AliveAndSleeping · 22/01/2022 02:55

@HoppingPavlova

How did it come about they were with you in the first place? You say you asked them to come stay with you (40yo) to help you, yet they are in their 80’s? Then it seems your mum had an accident while staying with you/helping you?

I understand why you are now in a bad position given they came from another country to help you out it seems, have become stuck themselves and no doubt don’t want to be staying with you any more than you want them with you, yet the background to it all seems quite muddy.

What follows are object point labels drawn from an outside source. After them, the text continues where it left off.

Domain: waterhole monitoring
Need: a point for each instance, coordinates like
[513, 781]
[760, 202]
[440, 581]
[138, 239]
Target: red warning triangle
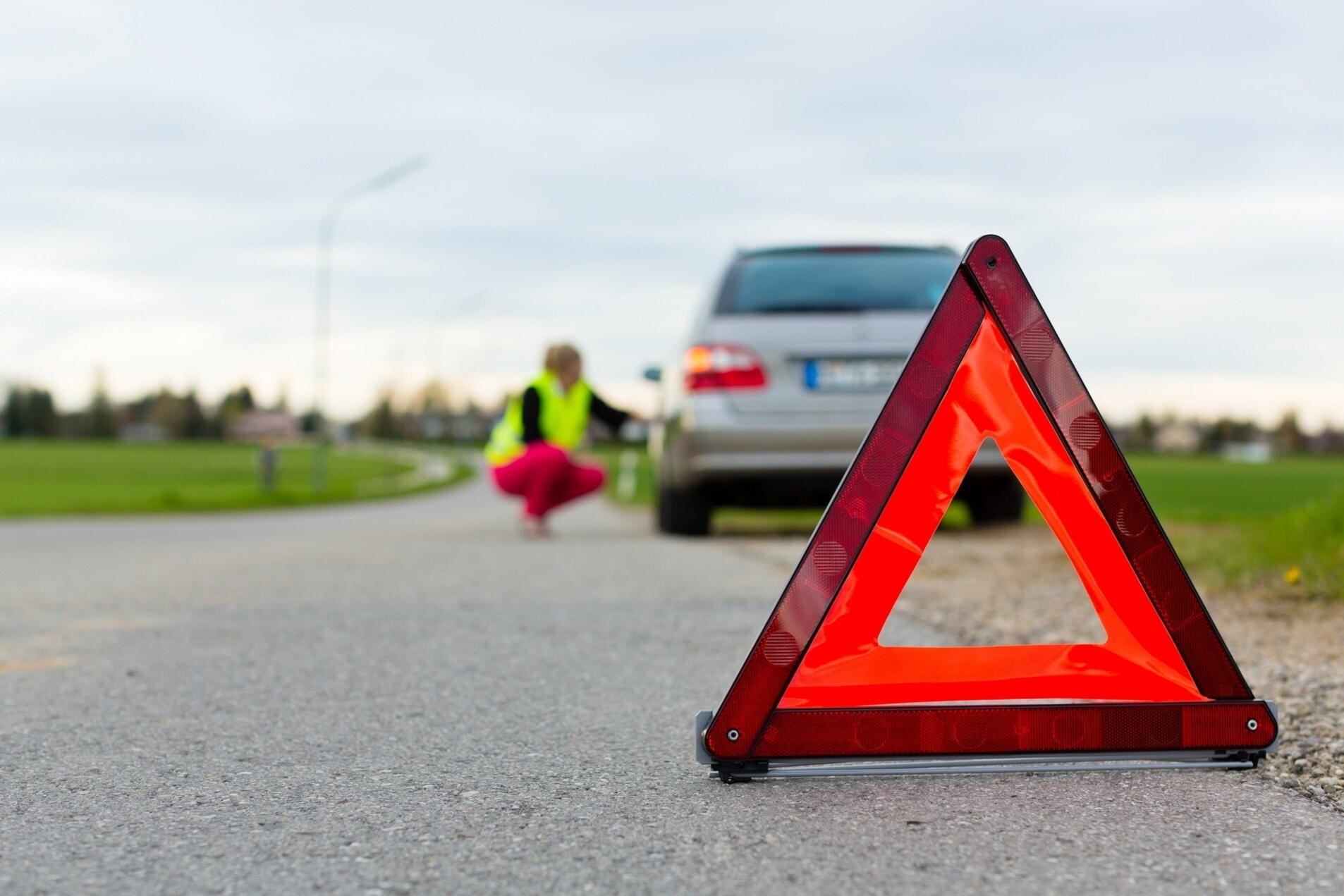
[817, 684]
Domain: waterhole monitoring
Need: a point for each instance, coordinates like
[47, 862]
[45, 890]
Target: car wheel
[995, 500]
[683, 512]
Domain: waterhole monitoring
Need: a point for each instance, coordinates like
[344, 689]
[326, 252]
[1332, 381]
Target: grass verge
[108, 477]
[1278, 523]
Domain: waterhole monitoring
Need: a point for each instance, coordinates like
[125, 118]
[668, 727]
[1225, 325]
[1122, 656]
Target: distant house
[142, 431]
[255, 426]
[1176, 437]
[1257, 452]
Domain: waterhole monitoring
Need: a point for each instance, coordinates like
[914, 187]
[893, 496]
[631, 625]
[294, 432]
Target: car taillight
[721, 366]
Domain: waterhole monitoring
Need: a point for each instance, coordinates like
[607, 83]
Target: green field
[1278, 523]
[106, 477]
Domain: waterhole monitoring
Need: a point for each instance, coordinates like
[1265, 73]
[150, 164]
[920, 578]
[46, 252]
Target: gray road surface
[403, 697]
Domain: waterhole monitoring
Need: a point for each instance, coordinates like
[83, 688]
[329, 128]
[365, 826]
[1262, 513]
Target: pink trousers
[546, 477]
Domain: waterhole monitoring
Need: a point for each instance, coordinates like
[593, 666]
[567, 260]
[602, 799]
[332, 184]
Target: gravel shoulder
[1015, 584]
[403, 697]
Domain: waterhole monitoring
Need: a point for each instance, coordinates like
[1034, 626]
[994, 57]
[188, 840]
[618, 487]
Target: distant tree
[311, 421]
[102, 417]
[167, 412]
[195, 425]
[15, 412]
[1228, 430]
[237, 402]
[1288, 436]
[382, 422]
[31, 412]
[1142, 437]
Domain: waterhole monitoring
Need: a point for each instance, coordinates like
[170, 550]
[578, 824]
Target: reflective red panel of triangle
[817, 682]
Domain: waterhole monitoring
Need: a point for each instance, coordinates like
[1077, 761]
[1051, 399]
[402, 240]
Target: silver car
[786, 369]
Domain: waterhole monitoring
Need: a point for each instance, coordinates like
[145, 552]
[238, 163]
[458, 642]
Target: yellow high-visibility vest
[565, 415]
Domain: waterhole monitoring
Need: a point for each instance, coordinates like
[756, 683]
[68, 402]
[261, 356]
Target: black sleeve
[611, 417]
[531, 415]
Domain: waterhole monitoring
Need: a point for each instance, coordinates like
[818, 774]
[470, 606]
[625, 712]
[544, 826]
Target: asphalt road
[405, 697]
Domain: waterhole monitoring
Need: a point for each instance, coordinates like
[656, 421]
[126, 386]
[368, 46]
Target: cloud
[1170, 178]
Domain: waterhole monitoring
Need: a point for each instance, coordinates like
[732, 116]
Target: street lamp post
[326, 238]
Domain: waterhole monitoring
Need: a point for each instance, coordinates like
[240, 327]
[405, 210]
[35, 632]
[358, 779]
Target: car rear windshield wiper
[808, 308]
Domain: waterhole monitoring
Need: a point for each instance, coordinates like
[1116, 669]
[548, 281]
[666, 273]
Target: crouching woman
[530, 449]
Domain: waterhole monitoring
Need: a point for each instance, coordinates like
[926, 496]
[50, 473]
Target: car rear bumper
[715, 443]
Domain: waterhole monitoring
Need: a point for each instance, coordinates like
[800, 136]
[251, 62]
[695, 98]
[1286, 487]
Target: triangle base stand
[743, 771]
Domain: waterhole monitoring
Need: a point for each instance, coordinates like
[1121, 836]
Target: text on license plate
[851, 374]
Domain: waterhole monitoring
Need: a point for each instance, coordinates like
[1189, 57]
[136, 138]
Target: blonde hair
[561, 357]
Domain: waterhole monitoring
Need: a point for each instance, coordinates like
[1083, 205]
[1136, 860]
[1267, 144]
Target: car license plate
[851, 374]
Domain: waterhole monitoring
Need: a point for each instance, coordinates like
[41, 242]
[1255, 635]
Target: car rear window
[836, 281]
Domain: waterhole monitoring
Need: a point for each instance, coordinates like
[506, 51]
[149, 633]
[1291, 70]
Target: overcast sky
[1170, 175]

Yeah it's crazy isn't it? They have always been so fit that It kind of never struck me that at their age it's probably a bad idea having them help out. (have just had a baby.) I guess the real issue is that we need to find a permanent solution about their care. However that involves quite a few potentially awkward and unpleasant conversations and I absolutely don't feel grown up enough to handle it.
OP posts:
AliveAndSleeping · 22/01/2022 02:55

@Cameleongirl

Could your Mum fly if she went business or first class? If it’s a long flight, could they break up the journey (stopover somewhere))? Could you fly back with them and make sure they were OK, then come home? That’s what I’m planning to do with my Dad now (also early 80’s) when he agrees to travel again. I’ll collect him, have a wheelchair at the airport, we’ll fly business and I’ll bring him to our house for an extended visit. Then fly back with him again.
Yes that's what we would do.
OP posts:
AliveAndSleeping · 22/01/2022 02:56

@1forAll74

I think you should just hang fire for the moment, especially as you said that they too want to go home as soon as possible. It takes longer for elderly people to recover from falls etc, They don't appear to be taking advantage of your hospitality at all under the cicumstances.
No they aren't taking advantage. It's just a very unfortunate situation.
OP posts:
Cameleongirl · 22/01/2022 03:07

You're right that you need to have a discussion about their care going forward- it sounds as if they'd prefer to be in their home country so it'll have to be arrangements over there. It's a difficult conversation - I need to have it with my Dad over the coming months as my step-Mum is ill- but I'd bite the bullet and talk about it now. It's much easier face-to-face.

Perhaps if you/they can start making arrangements in their home country, the current situation with them staying will seem less difficult? If they have something set up for when they return, it'll be less daunting.

itspartytime · 22/01/2022 04:22

As they are comfortable at yours - why don't you and DH and baby move into theres for a few months ? Assuming you three can fly ??